Domori’s chocolates always look very nice out of the wrapper, and this one has a near-perfect finish, with only a few signs of mould irregularities near the edges. While the colour is worrisomely light, even for a milk chocolate, this could be the result of the combination of the milk with an already-light bean, resulting in something of a washed-out appearance. But the aroma isn’t washed out at all; it’s classic Domori, strong and sour with strawberry initially, then some hint of citrus, along with an equally assertive creaminess. Only a trace of rubber indicates potential for concern, but on the whole it looks like a setup for a very agreeable chocolate/milk balance.

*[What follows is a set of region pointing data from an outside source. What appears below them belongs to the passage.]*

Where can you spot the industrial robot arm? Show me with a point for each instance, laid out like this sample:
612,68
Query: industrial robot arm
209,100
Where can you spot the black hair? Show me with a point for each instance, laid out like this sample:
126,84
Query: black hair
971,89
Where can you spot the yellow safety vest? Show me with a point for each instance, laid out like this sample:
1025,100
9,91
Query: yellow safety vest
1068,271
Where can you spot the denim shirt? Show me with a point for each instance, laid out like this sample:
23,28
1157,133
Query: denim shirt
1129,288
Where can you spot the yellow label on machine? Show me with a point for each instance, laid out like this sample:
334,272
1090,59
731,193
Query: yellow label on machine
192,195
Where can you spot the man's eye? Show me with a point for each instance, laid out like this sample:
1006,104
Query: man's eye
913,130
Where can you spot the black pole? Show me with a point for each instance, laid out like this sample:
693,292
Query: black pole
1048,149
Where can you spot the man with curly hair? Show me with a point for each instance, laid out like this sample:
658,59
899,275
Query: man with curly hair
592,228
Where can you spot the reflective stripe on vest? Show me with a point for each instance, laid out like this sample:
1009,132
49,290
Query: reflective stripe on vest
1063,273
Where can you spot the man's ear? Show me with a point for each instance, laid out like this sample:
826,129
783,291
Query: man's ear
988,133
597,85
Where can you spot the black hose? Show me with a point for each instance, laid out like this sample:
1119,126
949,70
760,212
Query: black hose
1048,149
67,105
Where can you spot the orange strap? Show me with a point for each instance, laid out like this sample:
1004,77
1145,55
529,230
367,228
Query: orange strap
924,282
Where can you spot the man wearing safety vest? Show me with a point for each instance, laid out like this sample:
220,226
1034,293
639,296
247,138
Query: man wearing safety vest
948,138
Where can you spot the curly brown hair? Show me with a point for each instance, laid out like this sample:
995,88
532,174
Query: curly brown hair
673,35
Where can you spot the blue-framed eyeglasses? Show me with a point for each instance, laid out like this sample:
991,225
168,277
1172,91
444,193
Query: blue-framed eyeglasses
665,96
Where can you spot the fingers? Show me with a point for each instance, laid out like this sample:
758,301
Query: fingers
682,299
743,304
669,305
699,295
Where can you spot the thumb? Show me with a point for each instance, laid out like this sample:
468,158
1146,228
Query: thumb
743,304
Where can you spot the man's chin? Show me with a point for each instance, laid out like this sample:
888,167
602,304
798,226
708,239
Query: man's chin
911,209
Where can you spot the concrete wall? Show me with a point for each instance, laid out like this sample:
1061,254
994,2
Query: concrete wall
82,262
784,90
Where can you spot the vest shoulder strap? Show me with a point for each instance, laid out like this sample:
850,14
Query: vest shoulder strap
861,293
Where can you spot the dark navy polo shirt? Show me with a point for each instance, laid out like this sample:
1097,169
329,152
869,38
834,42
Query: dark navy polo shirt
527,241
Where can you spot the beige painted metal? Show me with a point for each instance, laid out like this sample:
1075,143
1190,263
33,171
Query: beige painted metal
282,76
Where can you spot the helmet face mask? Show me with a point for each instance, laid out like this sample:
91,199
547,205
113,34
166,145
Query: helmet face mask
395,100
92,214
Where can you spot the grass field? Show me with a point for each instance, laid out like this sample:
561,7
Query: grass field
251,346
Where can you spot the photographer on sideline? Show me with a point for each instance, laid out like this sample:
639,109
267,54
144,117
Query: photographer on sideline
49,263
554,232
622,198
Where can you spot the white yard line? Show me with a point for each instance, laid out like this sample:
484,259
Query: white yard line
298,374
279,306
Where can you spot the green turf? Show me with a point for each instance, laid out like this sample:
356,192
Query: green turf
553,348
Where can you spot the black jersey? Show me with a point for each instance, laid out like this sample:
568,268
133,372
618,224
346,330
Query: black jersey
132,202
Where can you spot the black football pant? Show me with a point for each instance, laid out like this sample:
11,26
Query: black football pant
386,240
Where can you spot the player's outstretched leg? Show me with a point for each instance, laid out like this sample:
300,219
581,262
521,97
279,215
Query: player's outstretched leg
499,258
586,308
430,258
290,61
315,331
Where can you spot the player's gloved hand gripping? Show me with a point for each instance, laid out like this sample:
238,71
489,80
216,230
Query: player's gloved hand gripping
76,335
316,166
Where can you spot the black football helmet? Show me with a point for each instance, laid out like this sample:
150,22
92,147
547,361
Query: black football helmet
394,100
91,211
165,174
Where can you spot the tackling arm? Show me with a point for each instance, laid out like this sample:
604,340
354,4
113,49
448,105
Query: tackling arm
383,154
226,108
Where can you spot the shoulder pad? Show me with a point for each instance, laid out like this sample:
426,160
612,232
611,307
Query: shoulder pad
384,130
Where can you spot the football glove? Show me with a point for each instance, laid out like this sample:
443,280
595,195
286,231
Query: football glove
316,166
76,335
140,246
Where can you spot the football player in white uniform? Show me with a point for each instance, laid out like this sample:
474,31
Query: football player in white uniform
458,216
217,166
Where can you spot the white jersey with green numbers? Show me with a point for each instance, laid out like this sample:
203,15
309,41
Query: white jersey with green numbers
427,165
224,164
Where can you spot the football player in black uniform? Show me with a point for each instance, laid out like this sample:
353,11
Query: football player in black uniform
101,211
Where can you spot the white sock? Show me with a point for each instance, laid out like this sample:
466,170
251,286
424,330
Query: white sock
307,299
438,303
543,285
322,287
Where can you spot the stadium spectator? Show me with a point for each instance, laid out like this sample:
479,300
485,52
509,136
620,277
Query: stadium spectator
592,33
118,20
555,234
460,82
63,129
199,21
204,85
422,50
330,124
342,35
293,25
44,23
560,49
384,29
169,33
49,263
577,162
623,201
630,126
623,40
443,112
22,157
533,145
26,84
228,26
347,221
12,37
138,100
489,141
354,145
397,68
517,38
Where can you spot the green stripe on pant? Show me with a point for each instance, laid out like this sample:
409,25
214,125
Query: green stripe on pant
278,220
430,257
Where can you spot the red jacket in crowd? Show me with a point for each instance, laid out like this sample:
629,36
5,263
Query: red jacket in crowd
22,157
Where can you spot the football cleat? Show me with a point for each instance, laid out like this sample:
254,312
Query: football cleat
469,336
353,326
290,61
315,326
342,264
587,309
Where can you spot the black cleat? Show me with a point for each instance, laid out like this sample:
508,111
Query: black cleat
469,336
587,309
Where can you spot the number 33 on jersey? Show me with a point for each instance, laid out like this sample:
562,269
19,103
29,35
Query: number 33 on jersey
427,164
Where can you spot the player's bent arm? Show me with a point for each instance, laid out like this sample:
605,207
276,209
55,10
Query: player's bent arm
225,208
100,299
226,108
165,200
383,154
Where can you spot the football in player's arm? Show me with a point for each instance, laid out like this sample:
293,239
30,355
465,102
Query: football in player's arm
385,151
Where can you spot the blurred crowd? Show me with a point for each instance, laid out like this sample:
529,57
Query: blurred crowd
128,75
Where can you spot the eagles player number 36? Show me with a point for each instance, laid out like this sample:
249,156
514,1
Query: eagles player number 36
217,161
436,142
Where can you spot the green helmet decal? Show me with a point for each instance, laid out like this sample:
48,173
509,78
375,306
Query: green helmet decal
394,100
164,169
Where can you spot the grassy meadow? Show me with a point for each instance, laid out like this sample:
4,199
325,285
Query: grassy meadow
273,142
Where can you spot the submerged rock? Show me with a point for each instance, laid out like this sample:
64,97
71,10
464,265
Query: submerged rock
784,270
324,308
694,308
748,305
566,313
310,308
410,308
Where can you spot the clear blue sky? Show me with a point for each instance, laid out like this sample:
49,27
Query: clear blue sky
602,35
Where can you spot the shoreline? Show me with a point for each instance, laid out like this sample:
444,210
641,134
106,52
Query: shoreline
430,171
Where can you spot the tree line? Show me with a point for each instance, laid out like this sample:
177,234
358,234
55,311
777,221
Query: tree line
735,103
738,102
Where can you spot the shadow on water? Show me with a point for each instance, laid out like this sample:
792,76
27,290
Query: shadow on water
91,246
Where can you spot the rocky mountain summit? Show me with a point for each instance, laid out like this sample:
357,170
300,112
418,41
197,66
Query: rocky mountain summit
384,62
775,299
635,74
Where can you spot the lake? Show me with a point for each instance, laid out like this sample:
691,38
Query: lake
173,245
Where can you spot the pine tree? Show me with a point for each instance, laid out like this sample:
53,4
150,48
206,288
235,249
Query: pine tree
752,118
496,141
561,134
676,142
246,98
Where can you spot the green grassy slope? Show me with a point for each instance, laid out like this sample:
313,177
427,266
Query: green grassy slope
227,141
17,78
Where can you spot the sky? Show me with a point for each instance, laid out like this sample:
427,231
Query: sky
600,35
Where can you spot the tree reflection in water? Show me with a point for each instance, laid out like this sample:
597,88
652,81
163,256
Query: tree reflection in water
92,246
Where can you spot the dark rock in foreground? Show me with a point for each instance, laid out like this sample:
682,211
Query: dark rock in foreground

However, the flavour, it turns out, has a total bias towards the milk. Right from the start it’s hyper-dairy, initially milky, then buttery. A brief hint of nuts appears to be the chocolate perking up a bit, but then waves of creamy overwhelm it, with only traces of strawberriness hinting at what chocolate might be there. It’s not even convincing that this is chocolate, much less 45%, and although the taste isn’t bad, it’s not what one can call strong. The conclusion is inescapable: in Domori’s eyes, milk chocolate should be milk first, chocolate second.
As is typical, Domori’s texture is exemplary, ultra-smooth and creamy, but this really adds very little to something of a predictable result. It’s a fine milk chocolate, to be sure, but it really does seem to confirm the idea that to the Italian mind, at least, there is a belief that a milk chocolate should very definitely NOT taste very much of chocolate. Rather, it should be essentially milk in chocolate bar form. Which begs the question: why not simply make a white chocolate? Indeed, the ingredient label confirms this, and that in a way the 45% designation is misleading: obviously most of this percentage is cocoa butter, so that what you have is a white chocolate with a hint of cocoa in it. That’s unfortunate. It would be nice to see other companies treating milk chocolate for its chocolate flavour seriously, as Cluizel do. We can welcome the expansion of the fine milk chocolate that Domori’s Javagrey represents, but we can still wish that it were treated as a legitimate space for exploring chocolate flavours.